Die nackte Verschwendung

Von Michael Reissenberger, SWR-Hörfunkstudio Karlsruhe

Ach, wie lauteten doch zu Beginn die Parolen, die sich selbst Berliner Politiker hatten einflüstern lassen. Der Mannesmann-Prozess sei ein Schlag gegen den Wirtschaftsstandort Deutschland, sei einer Neid-Debatte gedankt. Und mit höchst schweizerischer Redlichkeit bekräftigte Dr. Ackermann, er würde gerade so wieder handeln, wenn es um so tüchtige Manager wie Dr. Esser ginge.

Ohne Bodenhaftung

Hier setzte heute der Gerichtsvorsitzende Klaus Tolksdorf den Kontrapunkt. Wer glaube, so viel geleistet zu haben, dass Abfindungen in dieser Millionenhöhe lediglich wohl verdienter Lohn für seine Leistung sei, der habe die Bodenhaftung verloren.

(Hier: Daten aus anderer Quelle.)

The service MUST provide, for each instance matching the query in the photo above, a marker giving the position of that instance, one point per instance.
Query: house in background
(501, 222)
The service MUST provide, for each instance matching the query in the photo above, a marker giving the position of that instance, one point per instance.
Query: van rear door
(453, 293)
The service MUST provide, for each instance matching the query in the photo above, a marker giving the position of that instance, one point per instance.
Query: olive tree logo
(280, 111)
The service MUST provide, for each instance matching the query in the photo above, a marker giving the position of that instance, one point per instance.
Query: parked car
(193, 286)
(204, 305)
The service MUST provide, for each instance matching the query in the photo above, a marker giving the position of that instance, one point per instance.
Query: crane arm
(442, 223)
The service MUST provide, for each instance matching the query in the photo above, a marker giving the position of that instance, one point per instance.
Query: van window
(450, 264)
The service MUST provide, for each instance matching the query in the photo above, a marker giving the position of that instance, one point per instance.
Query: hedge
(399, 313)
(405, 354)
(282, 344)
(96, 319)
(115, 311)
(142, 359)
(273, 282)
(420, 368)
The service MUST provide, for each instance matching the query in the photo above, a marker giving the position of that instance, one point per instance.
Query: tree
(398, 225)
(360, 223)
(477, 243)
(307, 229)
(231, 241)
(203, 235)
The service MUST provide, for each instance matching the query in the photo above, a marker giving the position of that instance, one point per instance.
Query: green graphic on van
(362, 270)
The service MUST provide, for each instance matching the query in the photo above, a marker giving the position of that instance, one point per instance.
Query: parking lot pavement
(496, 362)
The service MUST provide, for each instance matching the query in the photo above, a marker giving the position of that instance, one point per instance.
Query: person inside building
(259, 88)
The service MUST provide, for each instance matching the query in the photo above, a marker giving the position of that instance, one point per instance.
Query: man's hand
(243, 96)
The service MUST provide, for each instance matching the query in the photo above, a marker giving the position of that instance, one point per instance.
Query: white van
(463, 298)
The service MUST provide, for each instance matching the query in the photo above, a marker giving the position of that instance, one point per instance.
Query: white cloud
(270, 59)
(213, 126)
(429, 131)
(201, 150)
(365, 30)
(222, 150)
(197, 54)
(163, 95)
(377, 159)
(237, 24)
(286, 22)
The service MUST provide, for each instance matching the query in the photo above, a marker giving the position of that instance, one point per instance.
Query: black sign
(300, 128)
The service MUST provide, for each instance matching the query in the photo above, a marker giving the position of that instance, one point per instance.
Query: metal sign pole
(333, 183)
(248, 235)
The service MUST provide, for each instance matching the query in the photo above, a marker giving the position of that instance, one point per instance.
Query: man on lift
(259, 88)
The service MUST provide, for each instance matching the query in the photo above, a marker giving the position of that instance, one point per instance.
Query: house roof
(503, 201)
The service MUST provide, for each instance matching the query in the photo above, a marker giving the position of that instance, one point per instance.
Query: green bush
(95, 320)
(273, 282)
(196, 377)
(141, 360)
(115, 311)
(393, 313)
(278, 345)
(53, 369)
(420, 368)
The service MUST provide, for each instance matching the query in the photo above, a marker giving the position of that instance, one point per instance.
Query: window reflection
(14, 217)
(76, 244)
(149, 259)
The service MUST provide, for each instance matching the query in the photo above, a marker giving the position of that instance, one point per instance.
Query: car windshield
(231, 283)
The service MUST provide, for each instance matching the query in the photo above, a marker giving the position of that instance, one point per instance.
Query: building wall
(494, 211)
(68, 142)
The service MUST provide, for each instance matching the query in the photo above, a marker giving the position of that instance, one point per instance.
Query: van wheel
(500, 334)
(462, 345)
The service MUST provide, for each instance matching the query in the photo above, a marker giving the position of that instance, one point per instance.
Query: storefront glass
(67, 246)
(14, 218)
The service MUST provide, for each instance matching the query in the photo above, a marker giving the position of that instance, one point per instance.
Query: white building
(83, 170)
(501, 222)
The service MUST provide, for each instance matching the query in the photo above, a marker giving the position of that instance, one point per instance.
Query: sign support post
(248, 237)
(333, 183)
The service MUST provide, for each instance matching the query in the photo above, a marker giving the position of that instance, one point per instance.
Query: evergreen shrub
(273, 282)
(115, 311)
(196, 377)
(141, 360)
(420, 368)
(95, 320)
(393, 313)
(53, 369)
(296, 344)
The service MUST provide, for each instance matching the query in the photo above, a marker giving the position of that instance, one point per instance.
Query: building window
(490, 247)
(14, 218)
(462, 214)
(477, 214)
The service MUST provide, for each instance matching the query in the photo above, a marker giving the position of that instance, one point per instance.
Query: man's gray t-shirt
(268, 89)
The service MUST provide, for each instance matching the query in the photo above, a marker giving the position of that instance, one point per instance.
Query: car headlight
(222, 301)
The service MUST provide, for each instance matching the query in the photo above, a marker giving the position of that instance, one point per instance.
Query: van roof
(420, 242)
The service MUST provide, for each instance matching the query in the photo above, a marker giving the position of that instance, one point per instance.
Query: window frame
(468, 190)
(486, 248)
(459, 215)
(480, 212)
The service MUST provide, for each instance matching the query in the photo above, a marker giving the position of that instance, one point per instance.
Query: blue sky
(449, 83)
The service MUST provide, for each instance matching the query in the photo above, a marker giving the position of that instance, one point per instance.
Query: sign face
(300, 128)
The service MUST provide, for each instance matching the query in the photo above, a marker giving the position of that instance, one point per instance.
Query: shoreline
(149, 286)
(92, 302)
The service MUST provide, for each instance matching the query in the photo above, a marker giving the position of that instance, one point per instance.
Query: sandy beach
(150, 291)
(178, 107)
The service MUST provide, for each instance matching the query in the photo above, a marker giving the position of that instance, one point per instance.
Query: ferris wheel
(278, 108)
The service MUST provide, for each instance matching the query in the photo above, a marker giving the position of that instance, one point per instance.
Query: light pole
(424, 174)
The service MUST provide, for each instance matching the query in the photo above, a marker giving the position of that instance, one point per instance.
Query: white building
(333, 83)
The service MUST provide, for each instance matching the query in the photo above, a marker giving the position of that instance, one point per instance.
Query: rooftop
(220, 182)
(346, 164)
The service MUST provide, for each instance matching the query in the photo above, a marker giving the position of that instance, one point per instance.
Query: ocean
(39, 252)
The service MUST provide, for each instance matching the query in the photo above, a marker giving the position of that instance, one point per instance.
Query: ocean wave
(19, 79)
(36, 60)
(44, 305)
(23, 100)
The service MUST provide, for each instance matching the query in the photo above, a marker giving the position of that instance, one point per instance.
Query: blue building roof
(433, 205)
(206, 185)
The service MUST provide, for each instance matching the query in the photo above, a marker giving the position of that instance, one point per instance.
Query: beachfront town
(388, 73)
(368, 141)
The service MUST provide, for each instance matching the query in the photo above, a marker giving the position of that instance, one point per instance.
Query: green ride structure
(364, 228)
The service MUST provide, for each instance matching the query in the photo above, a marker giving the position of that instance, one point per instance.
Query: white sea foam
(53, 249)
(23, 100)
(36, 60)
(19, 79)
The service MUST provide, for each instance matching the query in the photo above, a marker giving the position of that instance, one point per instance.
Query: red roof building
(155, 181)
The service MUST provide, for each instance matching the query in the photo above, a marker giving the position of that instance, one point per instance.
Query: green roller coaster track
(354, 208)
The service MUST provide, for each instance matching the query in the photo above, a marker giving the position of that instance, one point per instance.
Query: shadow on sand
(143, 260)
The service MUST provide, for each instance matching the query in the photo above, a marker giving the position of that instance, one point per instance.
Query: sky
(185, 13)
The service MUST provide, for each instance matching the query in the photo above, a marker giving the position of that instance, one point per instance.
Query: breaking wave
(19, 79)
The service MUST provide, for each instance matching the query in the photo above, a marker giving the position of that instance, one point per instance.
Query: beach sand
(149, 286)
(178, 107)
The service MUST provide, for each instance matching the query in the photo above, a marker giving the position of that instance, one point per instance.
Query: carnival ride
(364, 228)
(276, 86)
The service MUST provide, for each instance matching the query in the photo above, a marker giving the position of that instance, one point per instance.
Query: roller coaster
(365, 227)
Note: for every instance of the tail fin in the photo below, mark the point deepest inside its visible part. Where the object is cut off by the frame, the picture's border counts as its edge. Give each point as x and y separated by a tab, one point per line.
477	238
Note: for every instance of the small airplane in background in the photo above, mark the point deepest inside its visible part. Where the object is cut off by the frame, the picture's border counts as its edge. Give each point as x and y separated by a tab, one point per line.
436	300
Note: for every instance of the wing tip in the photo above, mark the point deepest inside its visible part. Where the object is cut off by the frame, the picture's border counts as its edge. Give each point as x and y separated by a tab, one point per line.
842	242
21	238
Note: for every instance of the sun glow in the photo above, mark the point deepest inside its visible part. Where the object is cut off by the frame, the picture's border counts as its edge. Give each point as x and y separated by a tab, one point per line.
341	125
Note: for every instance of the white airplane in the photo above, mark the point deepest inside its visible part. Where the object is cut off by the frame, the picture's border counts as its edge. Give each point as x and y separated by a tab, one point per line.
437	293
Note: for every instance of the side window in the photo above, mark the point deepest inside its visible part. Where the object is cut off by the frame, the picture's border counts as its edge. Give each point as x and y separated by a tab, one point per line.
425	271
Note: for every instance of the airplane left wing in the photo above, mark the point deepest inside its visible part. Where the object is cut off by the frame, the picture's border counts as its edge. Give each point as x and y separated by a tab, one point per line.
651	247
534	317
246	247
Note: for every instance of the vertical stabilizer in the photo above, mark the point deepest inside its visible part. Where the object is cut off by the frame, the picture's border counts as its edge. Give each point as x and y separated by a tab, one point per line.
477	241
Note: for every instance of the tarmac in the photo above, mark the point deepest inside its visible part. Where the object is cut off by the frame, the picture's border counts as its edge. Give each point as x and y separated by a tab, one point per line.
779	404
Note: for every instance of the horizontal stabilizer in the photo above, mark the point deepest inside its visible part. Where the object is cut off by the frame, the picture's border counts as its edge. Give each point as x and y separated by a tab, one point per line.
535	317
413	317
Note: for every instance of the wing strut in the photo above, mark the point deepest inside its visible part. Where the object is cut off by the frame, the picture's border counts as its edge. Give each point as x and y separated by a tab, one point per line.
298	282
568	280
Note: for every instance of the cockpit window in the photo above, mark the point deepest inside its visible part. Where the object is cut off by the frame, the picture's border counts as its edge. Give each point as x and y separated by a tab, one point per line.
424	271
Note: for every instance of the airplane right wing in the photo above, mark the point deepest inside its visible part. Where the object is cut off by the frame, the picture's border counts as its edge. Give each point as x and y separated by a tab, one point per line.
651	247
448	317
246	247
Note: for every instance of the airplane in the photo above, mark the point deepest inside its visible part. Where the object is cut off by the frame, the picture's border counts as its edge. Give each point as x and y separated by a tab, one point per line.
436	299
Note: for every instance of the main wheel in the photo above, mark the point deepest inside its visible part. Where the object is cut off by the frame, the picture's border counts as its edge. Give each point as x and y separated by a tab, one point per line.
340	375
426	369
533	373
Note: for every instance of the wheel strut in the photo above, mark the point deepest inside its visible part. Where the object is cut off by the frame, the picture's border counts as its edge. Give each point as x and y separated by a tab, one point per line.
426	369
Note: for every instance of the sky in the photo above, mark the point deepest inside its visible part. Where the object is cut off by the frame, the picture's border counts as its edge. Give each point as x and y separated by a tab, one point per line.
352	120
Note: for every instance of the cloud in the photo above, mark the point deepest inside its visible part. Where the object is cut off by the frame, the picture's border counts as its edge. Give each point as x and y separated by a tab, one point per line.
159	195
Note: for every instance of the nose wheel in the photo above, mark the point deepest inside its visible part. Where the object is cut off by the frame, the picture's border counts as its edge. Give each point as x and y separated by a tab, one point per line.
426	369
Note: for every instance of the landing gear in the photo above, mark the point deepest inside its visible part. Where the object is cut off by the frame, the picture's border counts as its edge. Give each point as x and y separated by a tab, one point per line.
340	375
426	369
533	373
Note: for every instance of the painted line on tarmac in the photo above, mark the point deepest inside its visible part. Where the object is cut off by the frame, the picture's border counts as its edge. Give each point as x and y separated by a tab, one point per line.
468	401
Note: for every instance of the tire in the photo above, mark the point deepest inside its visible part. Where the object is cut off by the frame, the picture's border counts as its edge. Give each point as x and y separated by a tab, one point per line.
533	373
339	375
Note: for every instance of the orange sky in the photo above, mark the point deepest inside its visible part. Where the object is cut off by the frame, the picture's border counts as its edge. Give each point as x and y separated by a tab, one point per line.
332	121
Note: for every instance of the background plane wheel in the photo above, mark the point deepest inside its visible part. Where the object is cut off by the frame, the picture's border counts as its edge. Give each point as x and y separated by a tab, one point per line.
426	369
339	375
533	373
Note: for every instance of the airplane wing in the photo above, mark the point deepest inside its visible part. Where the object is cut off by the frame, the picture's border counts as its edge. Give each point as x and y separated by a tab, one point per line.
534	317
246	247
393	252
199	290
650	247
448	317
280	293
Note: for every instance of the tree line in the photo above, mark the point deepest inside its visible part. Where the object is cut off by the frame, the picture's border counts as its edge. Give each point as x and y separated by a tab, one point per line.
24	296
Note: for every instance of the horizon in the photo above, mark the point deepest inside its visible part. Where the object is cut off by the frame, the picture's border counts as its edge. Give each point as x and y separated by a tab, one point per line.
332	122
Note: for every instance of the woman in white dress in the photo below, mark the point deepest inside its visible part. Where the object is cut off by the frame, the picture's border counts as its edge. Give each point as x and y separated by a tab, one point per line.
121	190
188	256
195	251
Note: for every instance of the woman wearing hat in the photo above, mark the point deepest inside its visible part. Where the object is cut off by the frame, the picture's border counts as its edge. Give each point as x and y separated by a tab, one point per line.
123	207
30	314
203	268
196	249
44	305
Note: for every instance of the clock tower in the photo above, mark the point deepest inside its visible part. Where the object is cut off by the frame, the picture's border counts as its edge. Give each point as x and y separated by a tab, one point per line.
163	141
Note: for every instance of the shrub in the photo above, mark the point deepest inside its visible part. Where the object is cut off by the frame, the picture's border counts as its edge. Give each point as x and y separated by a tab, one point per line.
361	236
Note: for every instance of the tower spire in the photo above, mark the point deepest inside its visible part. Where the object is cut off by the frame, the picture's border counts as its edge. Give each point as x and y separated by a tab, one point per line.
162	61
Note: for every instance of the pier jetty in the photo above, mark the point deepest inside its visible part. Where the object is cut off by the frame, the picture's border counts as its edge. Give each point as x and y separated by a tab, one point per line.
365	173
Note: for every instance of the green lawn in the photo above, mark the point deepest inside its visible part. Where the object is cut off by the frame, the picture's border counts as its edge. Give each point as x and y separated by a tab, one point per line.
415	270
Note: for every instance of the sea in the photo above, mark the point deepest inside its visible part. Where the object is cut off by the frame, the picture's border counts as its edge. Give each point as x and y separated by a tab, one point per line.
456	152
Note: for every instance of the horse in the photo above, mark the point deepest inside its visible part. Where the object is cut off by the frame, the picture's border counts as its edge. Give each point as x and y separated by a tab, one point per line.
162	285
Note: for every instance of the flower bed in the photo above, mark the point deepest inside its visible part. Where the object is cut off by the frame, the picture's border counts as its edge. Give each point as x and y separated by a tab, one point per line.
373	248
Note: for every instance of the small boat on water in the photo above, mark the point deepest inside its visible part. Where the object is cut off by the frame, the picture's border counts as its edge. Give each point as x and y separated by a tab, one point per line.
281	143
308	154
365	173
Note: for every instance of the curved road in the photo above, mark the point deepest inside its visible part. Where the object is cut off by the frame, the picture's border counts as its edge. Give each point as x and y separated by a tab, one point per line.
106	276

Und es sei ganz gewiss kein Argument gegen, sondern für den Wirtschaftsstandort Deutschland, wenn mit diesem Urteil klar gestellt wird, dass die Verschwendung anvertrauten Vermögens, also sozusagen die Selbstherrlichkeit eines Gutsverwalters, auch staatlich verfolgt werden kann.

Das Urteil maßt sich nicht an, über tatsächliche oder angebliche Sozialschädlichkeit von Managergehältern zu philosophieren. Was angemessen und im Interesse einer Aktiengesellschaft liegt, müssen letztlich die Vermögensbetreuer im Aufsichtsrat selber erkennen. Aber klar ist seit heute, Managern einer bereits übernommenen Gesellschaft Millionenprämien hinterher zu schmeißen, die am Tag drauf aus den Diensten scheiden und die für ihre guten Dienste auch schon längst gutes Geld kassiert haben, ist die nackte Verschwendung.

Man kann gespannt sein…

Hier fügt der Bundesgerichtshof zu Recht an, dass man kaum glauben kann, dass sich führende Wirtschaftsmanager wie Dr. Ackermann und der Gewerkschaftsführer Zwickel für berechtigt gehalten haben können, so über das ihnen anvertraute Gesellschaftsvermögen willkürlich verfügen zu dürfen. Man kann gespannt sein, wie jetzt noch der Deutsche Bank-Chef seinen Kopf aus der Schlinge ziehen will, wenn die Sache in Düsseldorf neu aufgerollt wird.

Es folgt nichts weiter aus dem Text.